In April 2005, the victim, former NBA player Richard Jefferson, hired Kritza to serve as his personal assistant, Jefferson, who played basketball for Phoenix’s Moon Valley High School, discovered the fraud in 2012 after finding out several loans had been taken out under his name. Jefferson led the Wildcats to the 2001 national championship game. He was the 13th pick in the 2001 NBA Draft and played in the league through 2018, winning an NBA title in 2016 with the Cleveland Cavaliers. He also played for the Milwaukee Bucks and San Antonio Spurs. He retired from basketball in 2018 and now works as an ESPN analyst.
“We see this scenario time and again,” said United States Attorney Gary Restaino. “A confidant abuses a position of trust and embezzles someone else’s assets.

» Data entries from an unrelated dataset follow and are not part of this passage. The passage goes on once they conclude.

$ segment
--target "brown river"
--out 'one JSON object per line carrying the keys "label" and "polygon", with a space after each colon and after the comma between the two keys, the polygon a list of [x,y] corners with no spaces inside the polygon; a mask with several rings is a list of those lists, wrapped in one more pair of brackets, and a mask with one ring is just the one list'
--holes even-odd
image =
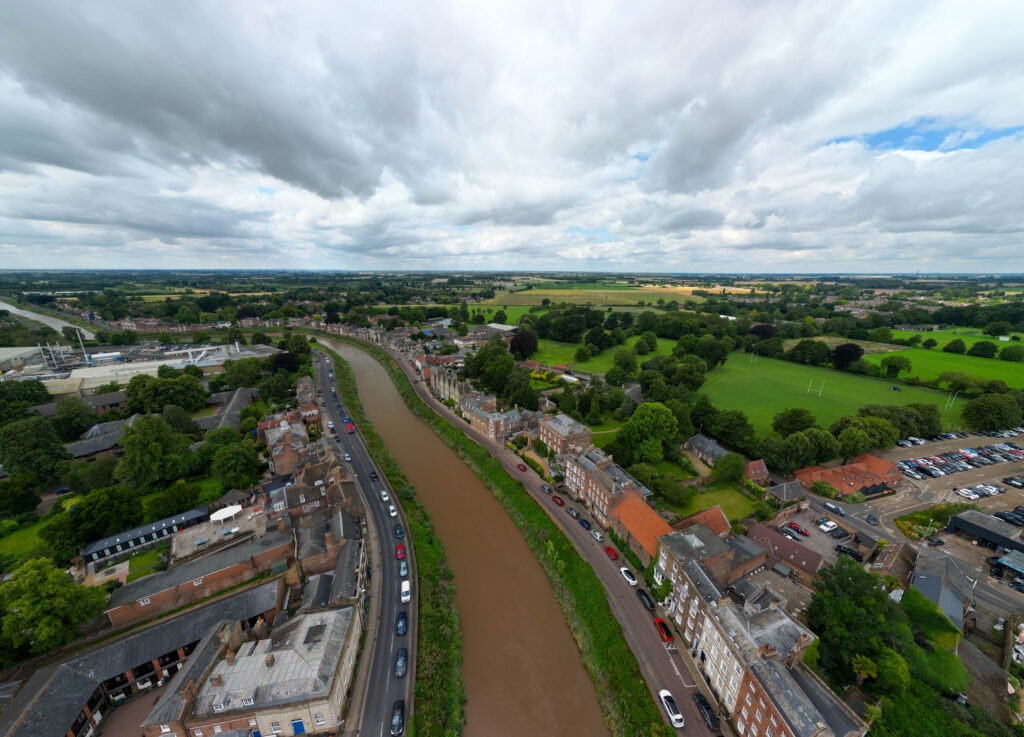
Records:
{"label": "brown river", "polygon": [[607,735],[562,610],[519,529],[377,361],[333,347],[351,363],[368,418],[444,543],[462,620],[466,737]]}

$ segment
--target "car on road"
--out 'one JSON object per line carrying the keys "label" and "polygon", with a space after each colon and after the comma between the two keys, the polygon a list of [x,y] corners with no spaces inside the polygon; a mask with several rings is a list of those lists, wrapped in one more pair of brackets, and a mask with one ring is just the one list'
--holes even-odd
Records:
{"label": "car on road", "polygon": [[693,700],[696,702],[697,710],[700,712],[700,718],[708,725],[708,729],[712,732],[718,732],[718,717],[715,714],[715,709],[712,707],[708,699],[705,698],[702,693],[693,694]]}
{"label": "car on road", "polygon": [[637,599],[643,604],[643,608],[647,611],[654,611],[654,600],[650,598],[650,594],[645,592],[643,589],[637,589]]}
{"label": "car on road", "polygon": [[391,707],[391,737],[399,737],[406,731],[406,702],[398,699]]}
{"label": "car on road", "polygon": [[654,617],[654,626],[657,627],[657,634],[662,636],[662,639],[665,640],[665,642],[672,642],[675,640],[675,638],[672,637],[672,631],[669,628],[669,625],[665,623],[665,619],[662,617]]}
{"label": "car on road", "polygon": [[682,728],[686,722],[683,720],[683,712],[679,710],[679,704],[676,703],[672,692],[662,689],[657,692],[657,697],[662,700],[662,708],[665,709],[665,713],[669,718],[669,723],[676,729]]}

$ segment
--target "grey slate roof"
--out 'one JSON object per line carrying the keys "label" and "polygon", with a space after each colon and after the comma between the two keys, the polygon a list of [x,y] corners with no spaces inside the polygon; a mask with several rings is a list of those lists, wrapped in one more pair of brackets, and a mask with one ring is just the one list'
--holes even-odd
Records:
{"label": "grey slate roof", "polygon": [[268,581],[41,668],[0,713],[0,737],[63,737],[103,681],[200,640],[221,619],[248,619],[276,602],[278,581]]}
{"label": "grey slate roof", "polygon": [[185,581],[201,578],[214,571],[247,561],[263,551],[276,548],[285,543],[290,543],[291,539],[292,533],[290,530],[280,532],[276,529],[268,529],[266,534],[261,537],[250,537],[243,543],[229,546],[200,558],[187,558],[179,566],[147,575],[115,590],[111,595],[111,600],[106,608],[114,609],[142,597],[173,589]]}

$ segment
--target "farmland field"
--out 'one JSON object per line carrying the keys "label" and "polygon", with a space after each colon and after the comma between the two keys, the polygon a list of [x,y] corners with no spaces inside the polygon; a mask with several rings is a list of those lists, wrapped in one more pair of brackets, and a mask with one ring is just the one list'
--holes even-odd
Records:
{"label": "farmland field", "polygon": [[[1000,343],[999,345],[1011,344]],[[1014,363],[998,358],[981,358],[961,353],[943,353],[939,348],[905,348],[893,353],[873,353],[864,355],[864,360],[877,364],[887,355],[900,355],[908,359],[910,372],[904,376],[919,377],[922,381],[937,379],[939,374],[943,372],[964,372],[989,380],[1001,379],[1014,389],[1024,388],[1024,363]],[[904,388],[904,394],[908,388]]]}
{"label": "farmland field", "polygon": [[[900,354],[907,355],[907,352],[901,351]],[[1017,367],[1020,368],[1019,365]],[[818,396],[822,382],[824,388]],[[808,384],[813,388],[812,393],[807,391]],[[903,386],[902,391],[894,392],[890,389],[891,384],[885,379],[774,358],[752,361],[749,355],[733,352],[724,366],[708,374],[700,391],[720,409],[741,409],[760,434],[771,433],[772,418],[791,407],[810,409],[818,419],[818,424],[827,427],[844,415],[856,415],[864,404],[931,402],[938,404],[940,409],[945,405],[946,392],[910,386]],[[962,400],[957,400],[953,408],[943,413],[944,425],[959,426],[963,404]]]}
{"label": "farmland field", "polygon": [[[530,356],[536,361],[540,361],[544,365],[560,365],[572,363],[572,371],[578,371],[581,374],[606,374],[612,365],[614,365],[615,351],[620,348],[627,348],[632,350],[633,346],[636,345],[637,341],[640,340],[640,336],[633,336],[626,340],[625,345],[613,346],[605,351],[601,351],[598,355],[594,356],[590,360],[583,361],[582,363],[575,363],[575,352],[580,350],[582,344],[580,343],[559,343],[558,341],[547,340],[545,338],[540,339],[537,347],[537,353]],[[657,339],[657,353],[656,355],[667,355],[672,352],[672,349],[676,347],[676,341],[669,340],[668,338]],[[637,356],[637,364],[643,363],[648,358],[653,358],[654,353],[648,353],[645,356]]]}

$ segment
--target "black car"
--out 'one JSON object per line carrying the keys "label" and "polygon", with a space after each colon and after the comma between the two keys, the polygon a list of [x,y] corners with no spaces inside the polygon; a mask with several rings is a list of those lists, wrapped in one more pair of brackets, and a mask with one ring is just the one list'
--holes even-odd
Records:
{"label": "black car", "polygon": [[654,600],[643,589],[637,589],[637,599],[640,600],[640,603],[644,605],[647,611],[654,611]]}
{"label": "black car", "polygon": [[391,707],[391,735],[398,737],[406,731],[406,702],[398,699]]}
{"label": "black car", "polygon": [[693,694],[693,700],[696,701],[697,709],[700,711],[700,717],[703,719],[705,724],[708,725],[708,729],[712,732],[718,731],[718,717],[715,716],[715,709],[708,699],[705,698],[702,693]]}
{"label": "black car", "polygon": [[858,563],[864,560],[863,554],[856,548],[851,548],[850,546],[838,545],[836,546],[836,552],[840,555],[850,556]]}

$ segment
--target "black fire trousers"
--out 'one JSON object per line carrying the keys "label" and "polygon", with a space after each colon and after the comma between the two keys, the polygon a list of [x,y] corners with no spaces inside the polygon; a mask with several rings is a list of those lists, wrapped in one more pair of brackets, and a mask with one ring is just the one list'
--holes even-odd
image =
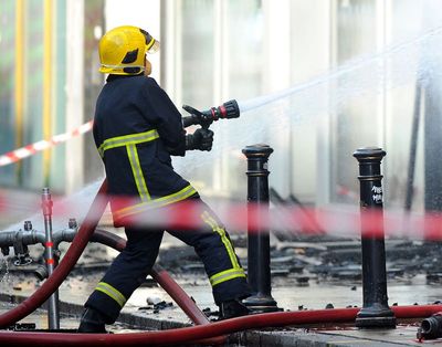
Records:
{"label": "black fire trousers", "polygon": [[[234,252],[229,234],[201,200],[201,225],[199,230],[167,230],[171,235],[194,248],[201,259],[212,286],[217,305],[229,299],[241,299],[251,294],[244,270]],[[146,227],[125,228],[126,248],[114,260],[110,267],[85,303],[113,324],[127,299],[145,281],[158,256],[164,235],[162,229]]]}

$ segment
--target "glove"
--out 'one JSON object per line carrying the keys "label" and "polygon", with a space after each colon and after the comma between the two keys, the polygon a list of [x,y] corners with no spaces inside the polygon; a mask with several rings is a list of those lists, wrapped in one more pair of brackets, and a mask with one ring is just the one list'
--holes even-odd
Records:
{"label": "glove", "polygon": [[209,129],[197,129],[192,135],[186,135],[186,149],[211,150],[213,144],[213,132]]}

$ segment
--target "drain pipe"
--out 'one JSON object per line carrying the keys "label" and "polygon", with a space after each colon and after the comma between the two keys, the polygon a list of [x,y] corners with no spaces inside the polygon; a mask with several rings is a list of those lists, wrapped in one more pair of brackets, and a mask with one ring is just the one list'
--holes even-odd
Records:
{"label": "drain pipe", "polygon": [[94,233],[95,228],[106,209],[107,199],[103,199],[106,190],[107,181],[104,180],[78,230],[78,233],[75,235],[74,242],[69,248],[59,266],[56,266],[54,270],[52,276],[50,276],[35,293],[33,293],[19,306],[0,315],[0,328],[6,328],[34,312],[63,283],[67,274],[78,261],[78,257],[82,255],[88,240],[91,239],[91,235]]}

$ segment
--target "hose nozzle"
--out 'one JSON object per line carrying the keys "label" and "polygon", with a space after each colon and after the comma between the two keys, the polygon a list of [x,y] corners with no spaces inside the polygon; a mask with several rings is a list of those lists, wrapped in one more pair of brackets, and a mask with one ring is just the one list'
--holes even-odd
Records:
{"label": "hose nozzle", "polygon": [[183,105],[182,108],[190,113],[190,116],[182,118],[185,127],[199,124],[203,128],[209,128],[212,122],[219,120],[220,118],[231,119],[240,117],[240,107],[235,99],[231,99],[223,103],[221,106],[211,107],[210,109],[202,112],[188,105]]}

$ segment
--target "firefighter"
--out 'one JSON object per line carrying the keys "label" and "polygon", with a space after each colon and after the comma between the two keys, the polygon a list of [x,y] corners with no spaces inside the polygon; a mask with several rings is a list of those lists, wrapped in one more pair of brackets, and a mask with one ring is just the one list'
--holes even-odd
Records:
{"label": "firefighter", "polygon": [[171,166],[171,155],[211,150],[213,133],[200,128],[186,134],[180,113],[149,77],[146,53],[158,49],[148,32],[130,25],[115,28],[99,41],[99,72],[108,76],[96,102],[93,134],[106,171],[114,225],[125,228],[127,244],[86,301],[80,333],[105,333],[155,263],[164,229],[134,224],[134,217],[148,220],[149,212],[183,201],[202,206],[201,228],[167,231],[193,246],[203,262],[220,317],[249,313],[241,299],[250,295],[250,287],[228,232]]}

Thanks to our partners at the FBI for their hard work on the investigation.”
“For years, Theodore Kritza preyed upon the trust he gained with the victim and defrauded him of his hard-earned money and savings, choosing greed over trust. Today, Kritza found out the cost of his scheme,” said Sean Kaul, Special Agent in Charge of the FBI Phoenix Field Office. “This sentencing sends a clear message that fraud is a serious crime, with serious consequences. The FBI remains committed to pursuing justice for all victims of fraud.”